I’m sending this into cyberspace in the hope that information about the parentage of Kate and Hattie is out there somewhere in someone’s family history…Please get in touch!

[1]  1850 United States Federal Census.  Division 3, Washington, Florida; Roll: M432_59; Page: 302B; Image: 582, for John and Harriett Finney.
[2]  1860 United States Federal Census.  Washington, Florida; Roll: M653_109; Page: 1033; Image: 505; Family History Library Film: 803109, for Harriett Finney.
[3]  1860 United States Federal Census.  Seven Leagues, Smith, Texas; Roll: M653_1305; Page: 65; Image: 133; Family History Library Film: 805305, for Ira S. Williams.
[4]  1860 United States Federal Census.  Thomas, Georgia; Roll: M653_138; Page: 71; Image: 71; Family History Library Film: 803138.
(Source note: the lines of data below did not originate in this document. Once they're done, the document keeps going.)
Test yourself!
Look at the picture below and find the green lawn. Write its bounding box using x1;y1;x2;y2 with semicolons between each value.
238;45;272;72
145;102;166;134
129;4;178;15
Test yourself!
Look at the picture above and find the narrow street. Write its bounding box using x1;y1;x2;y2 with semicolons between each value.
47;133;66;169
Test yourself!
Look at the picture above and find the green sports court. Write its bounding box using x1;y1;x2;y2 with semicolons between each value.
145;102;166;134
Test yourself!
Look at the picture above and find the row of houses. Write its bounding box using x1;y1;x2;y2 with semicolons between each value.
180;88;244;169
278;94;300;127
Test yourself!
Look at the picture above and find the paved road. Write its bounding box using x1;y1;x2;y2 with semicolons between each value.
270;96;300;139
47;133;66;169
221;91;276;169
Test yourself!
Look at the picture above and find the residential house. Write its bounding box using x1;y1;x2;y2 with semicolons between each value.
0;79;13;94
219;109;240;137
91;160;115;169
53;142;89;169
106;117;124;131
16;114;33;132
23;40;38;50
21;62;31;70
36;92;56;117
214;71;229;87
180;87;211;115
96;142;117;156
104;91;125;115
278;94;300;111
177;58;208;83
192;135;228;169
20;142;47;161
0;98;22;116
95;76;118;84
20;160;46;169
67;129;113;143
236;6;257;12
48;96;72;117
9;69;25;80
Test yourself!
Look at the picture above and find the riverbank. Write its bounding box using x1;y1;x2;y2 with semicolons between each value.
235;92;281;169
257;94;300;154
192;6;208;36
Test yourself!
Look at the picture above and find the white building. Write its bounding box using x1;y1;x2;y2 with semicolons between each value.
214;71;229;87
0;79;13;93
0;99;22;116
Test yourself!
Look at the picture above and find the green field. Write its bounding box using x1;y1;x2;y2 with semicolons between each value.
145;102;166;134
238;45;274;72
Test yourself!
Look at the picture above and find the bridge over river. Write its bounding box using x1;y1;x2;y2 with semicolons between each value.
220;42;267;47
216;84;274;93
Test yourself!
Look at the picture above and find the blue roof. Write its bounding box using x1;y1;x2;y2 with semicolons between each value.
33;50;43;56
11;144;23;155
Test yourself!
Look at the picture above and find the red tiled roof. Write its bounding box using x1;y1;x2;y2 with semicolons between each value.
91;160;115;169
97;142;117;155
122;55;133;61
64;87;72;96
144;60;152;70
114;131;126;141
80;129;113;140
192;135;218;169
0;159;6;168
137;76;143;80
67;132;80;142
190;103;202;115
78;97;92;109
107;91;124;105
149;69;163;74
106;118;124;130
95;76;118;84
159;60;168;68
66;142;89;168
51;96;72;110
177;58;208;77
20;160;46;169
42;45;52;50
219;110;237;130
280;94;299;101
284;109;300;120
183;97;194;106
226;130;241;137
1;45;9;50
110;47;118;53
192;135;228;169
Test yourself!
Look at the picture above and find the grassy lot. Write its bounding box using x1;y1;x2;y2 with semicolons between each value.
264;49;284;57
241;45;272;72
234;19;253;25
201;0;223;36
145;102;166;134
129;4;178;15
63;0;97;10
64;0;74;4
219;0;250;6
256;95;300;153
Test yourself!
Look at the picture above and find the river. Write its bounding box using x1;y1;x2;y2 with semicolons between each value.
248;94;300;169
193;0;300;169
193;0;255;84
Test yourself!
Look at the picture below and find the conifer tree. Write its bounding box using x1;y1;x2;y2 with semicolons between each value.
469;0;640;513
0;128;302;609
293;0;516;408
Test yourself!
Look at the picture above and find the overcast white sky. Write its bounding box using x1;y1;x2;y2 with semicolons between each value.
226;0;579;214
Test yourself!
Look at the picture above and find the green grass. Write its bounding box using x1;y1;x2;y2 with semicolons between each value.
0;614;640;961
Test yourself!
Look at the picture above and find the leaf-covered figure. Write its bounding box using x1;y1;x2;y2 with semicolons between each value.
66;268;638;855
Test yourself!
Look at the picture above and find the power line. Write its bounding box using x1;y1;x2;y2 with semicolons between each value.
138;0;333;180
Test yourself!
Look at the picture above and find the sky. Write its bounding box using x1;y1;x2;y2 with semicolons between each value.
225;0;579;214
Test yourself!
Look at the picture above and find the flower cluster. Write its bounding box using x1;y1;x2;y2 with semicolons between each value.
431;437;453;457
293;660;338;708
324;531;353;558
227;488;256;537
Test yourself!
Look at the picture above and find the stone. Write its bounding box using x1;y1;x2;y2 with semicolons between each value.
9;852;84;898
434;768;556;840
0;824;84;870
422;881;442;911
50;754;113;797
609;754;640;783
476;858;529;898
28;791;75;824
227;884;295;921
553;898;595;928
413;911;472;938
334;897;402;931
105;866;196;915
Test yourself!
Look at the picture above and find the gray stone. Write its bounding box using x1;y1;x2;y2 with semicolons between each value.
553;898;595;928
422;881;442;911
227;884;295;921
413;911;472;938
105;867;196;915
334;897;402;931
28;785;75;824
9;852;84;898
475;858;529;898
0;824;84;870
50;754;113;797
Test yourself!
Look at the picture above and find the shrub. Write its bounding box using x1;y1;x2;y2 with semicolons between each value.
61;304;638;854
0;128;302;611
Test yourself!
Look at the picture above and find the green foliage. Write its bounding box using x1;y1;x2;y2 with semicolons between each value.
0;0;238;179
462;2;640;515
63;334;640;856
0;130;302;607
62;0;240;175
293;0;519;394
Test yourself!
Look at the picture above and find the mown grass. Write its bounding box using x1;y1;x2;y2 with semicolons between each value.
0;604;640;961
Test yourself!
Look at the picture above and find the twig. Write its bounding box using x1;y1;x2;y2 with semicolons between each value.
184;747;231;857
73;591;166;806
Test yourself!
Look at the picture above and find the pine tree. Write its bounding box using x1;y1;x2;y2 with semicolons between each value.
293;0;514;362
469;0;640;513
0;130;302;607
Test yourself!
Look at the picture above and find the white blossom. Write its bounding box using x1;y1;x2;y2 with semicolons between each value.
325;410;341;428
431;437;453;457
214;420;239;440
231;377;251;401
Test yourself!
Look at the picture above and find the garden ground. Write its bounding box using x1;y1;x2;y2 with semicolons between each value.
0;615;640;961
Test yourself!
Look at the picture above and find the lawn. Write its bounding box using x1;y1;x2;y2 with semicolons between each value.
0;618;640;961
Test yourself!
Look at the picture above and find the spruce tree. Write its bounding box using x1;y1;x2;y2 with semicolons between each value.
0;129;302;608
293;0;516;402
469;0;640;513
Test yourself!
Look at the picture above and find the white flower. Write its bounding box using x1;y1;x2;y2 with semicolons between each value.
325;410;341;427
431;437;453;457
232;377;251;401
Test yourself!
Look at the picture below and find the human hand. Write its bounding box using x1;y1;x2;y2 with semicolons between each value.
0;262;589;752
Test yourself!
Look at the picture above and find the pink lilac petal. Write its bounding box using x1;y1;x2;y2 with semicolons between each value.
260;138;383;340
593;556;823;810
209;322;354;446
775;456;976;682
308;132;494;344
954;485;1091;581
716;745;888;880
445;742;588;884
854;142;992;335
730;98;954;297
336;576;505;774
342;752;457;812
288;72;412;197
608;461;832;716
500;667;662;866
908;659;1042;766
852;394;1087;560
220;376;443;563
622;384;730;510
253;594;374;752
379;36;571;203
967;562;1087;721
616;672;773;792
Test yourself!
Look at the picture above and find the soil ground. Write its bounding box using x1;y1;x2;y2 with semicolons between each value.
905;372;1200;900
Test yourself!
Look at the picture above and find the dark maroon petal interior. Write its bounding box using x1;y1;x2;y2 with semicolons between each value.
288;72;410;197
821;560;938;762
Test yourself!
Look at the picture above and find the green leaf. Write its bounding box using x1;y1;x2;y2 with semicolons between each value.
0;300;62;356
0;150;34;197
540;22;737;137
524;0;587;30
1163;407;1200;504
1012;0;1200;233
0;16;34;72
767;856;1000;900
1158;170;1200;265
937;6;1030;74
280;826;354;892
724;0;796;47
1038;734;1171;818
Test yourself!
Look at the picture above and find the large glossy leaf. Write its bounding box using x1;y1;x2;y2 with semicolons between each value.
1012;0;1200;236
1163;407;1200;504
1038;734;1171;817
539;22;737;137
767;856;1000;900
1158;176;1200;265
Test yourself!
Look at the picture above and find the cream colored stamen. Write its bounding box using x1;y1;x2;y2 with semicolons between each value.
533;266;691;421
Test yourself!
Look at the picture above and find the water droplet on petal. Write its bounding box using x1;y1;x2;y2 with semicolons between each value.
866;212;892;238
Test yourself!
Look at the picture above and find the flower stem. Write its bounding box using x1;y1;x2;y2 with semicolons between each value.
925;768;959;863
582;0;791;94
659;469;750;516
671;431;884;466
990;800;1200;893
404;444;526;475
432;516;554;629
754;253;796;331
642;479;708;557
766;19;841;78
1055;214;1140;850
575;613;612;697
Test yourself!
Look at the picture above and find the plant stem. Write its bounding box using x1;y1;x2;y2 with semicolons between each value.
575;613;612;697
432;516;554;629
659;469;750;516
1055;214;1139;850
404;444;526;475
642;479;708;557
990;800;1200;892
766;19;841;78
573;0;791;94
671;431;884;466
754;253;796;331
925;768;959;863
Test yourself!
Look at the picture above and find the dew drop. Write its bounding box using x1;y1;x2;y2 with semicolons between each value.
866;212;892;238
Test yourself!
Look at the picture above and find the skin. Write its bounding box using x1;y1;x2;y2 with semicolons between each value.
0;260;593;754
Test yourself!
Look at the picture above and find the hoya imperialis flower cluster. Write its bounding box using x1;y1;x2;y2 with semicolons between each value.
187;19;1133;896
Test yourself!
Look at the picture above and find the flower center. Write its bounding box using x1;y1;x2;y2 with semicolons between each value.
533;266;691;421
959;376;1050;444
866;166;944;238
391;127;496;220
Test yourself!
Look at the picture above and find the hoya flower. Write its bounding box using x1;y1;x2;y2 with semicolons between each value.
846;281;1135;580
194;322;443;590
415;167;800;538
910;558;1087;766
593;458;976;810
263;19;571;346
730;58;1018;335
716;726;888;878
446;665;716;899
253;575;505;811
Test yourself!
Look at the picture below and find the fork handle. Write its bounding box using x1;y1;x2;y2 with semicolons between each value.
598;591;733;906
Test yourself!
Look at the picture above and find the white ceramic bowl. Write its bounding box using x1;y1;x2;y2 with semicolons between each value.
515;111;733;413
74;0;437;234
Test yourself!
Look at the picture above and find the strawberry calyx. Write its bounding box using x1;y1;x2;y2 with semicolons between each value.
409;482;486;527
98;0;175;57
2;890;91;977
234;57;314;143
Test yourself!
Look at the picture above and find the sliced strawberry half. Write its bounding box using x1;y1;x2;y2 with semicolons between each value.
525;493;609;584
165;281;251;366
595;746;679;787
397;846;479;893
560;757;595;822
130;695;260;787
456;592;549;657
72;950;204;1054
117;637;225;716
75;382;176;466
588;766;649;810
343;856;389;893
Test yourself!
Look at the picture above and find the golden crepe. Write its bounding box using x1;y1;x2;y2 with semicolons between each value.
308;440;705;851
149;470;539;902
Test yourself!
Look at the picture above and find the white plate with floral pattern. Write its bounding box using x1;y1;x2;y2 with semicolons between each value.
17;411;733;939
[5]  1870 United States Federal Census.  Uchee Anna, Walton, Florida; Roll: M593_133; Page: 814A; Image: 765; Family History Library Film: 545632, for Harriet Williams.
[6]  1870 United States Federal Census.  Uchee Anna, Walton, Florida; Roll: M593_133; Page: 814B; Image: 766; Family History Library Film: 545632, for Kate and Hattie.
[7] and The Church of Jesus Christ of Latter-day Saints. 1880 United States Federal Census.  Precinct 1, Santa Rosa, Florida; Roll: 132; Family History Film: 1254132; Page: 190D; Enumeration District: 136; Image: 0076, for Harriett, Kate, and Hattie.
[8]  1900 United States Federal Census.  Muscopel, Escambia, Florida; Roll: T623_168; Page: 27A; Enumeration District: 15., for marriage year of Kate Merritt.
[9] Alabama Marriage Collection, 1800-1969. Provo, UT, USA: Operations Inc, 2006, for Hattie Finney and Henry Brown.
[10] Florida State Census, 1867-1945.  Florida State Census of 1885; (National Archives Microfilm Publication M845, 13 Rolls); Record Group 29, for Kate Merritt.
[11] Florida State Census, 1885.  (National Archives Microfilm Publication M845, 13 Rolls); Records of the Bureau of the Census, Record Group 29, for Hattie Brown.